The one-Layer Antarctic model for Dynamical Downscaling of Ice–ocean Exchanges (LADDIE) version 2.0
Abstract. Projections of Antarctic mass loss and its contribution to sea-level rise are highly sensitive to the applied ocean-driven melting. As fully coupled continental-scale ocean–ice sheet models are scarce, ice sheet models are typically run in standalone configurations, forced with parameterised sub-shelf melting. To provide a physically more detailed alternative to melt parameterisations, we here present version 2.0 of the one-Layer Antarctic model for Dynamical Downscaling of Ice–ocean Exchanges (LADDIE). LADDIE is a two-dimensional model of the upper mixed layer below ice shelves and can reproduce observed spatial patterns in sub-shelf melting. Version 2.0 has improved computational performance due to parallellisation, discretisation on an unstructured mesh, and a more stable time stepping scheme. The model is fully integrated with the UFEMISM ice sheet model, allowing for coupled simulations on the same mesh. We evaluate the model by comparing it to LADDIE 1.0, showing that the simulated melt patterns are consistent across both model versions, whilst the computation time can be reduced by one order of magnitude due to parallellisation. The model is evaluated against an ensemble of 3D ocean models in both idealised and realistic pan-Antarctic domains at 2 km resolution. In both cases, LADDIE melt rates, melt patterns, and melt sensitivities are close to the multi-model mean. An evaluation against four pan-Antarctic satellite estimates, shows an overall good agreement in integrated melt rates per ice shelf, without the need for regional tuning. At a resolution of 120 m, LADDIE is able to reproduce the fine-scaled network of basal channels, observed on Pine Island ice shelf. Finally, we compare an idealised coupled UFEMISM–LADDIE simulation to a simulation with a quadratic melt parameterisation. The coupled simulation produces a threefold increase in grounding line retreat and volume above floatation loss. Based on these results, we conclude that LADDIE 2.0 can be a useful tool to simulate ice–ocean interactions in a computationally efficient way.

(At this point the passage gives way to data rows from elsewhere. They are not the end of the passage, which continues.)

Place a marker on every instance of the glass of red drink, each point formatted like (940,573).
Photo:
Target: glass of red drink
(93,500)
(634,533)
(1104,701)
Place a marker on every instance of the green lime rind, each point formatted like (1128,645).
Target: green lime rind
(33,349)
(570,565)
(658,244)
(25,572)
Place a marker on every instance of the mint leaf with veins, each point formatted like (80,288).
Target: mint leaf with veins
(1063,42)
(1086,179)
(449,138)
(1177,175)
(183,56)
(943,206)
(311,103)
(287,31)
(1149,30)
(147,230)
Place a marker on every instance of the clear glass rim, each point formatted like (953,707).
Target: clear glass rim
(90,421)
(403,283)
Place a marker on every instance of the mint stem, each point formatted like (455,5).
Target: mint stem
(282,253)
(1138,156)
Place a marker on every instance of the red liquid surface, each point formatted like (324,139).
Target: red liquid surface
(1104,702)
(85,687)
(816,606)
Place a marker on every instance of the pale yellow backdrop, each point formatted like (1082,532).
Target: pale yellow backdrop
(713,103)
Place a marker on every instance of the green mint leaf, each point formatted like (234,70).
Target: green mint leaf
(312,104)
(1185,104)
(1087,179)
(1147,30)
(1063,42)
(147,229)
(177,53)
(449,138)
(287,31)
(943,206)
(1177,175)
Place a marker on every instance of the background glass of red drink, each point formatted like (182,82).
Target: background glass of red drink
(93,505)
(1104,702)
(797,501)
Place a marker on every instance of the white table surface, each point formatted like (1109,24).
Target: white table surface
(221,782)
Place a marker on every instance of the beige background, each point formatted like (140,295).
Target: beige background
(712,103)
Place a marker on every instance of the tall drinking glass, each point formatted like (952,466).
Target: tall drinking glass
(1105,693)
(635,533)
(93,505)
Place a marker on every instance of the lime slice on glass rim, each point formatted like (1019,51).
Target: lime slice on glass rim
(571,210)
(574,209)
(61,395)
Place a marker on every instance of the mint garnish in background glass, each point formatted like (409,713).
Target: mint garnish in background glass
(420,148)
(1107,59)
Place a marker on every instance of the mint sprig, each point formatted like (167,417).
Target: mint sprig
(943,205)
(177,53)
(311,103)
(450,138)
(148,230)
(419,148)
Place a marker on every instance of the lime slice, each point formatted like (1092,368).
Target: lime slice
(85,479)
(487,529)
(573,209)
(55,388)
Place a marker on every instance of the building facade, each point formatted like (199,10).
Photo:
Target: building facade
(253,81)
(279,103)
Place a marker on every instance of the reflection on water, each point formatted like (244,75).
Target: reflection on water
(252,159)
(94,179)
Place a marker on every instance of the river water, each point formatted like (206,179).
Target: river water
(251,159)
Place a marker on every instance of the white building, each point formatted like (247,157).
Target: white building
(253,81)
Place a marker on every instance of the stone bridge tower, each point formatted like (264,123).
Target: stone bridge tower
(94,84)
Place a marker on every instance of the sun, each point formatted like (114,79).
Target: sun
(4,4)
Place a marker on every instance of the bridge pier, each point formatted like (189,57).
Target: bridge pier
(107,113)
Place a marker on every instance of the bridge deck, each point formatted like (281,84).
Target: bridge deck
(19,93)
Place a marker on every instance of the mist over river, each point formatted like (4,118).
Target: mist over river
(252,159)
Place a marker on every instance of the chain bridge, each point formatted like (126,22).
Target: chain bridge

This manuscript presents an updated version of the existing one-layer melt rate model LADDIE. The new model version is not just incremental; it includes translation to a new code language, a new mesh structure, parallelisation and full integration with an ice sheet model, making this a significant upgrade to the older version. Differences in the new model version are described thoroughly in a well-referenced and easy-to-follow section of the paper. The model is then assessed against LADDIE v1, multi-model means from ice-ocean coupled ensembles and satellite-derived melt rates in a detailed analysis, showing its strengths and honestly discussing potential drawbacks. Results are then presented of a coupled simulation using the MISOMIP+ protocol, compared to using a parameterised melt. The discussion section raises a few important points which I was pleased to see highlighted.
I enjoyed reading and learning about this work, and am very interested to see future applications of this new model version. I find the manuscript to be exceptionally well-written and contain a good level of detail in its presentation. I found very few instances where I felt the need to suggest improvement. This manuscript is certainly suitable for publication in GMD, and I recommend publication after a few minor revisions, detailed below.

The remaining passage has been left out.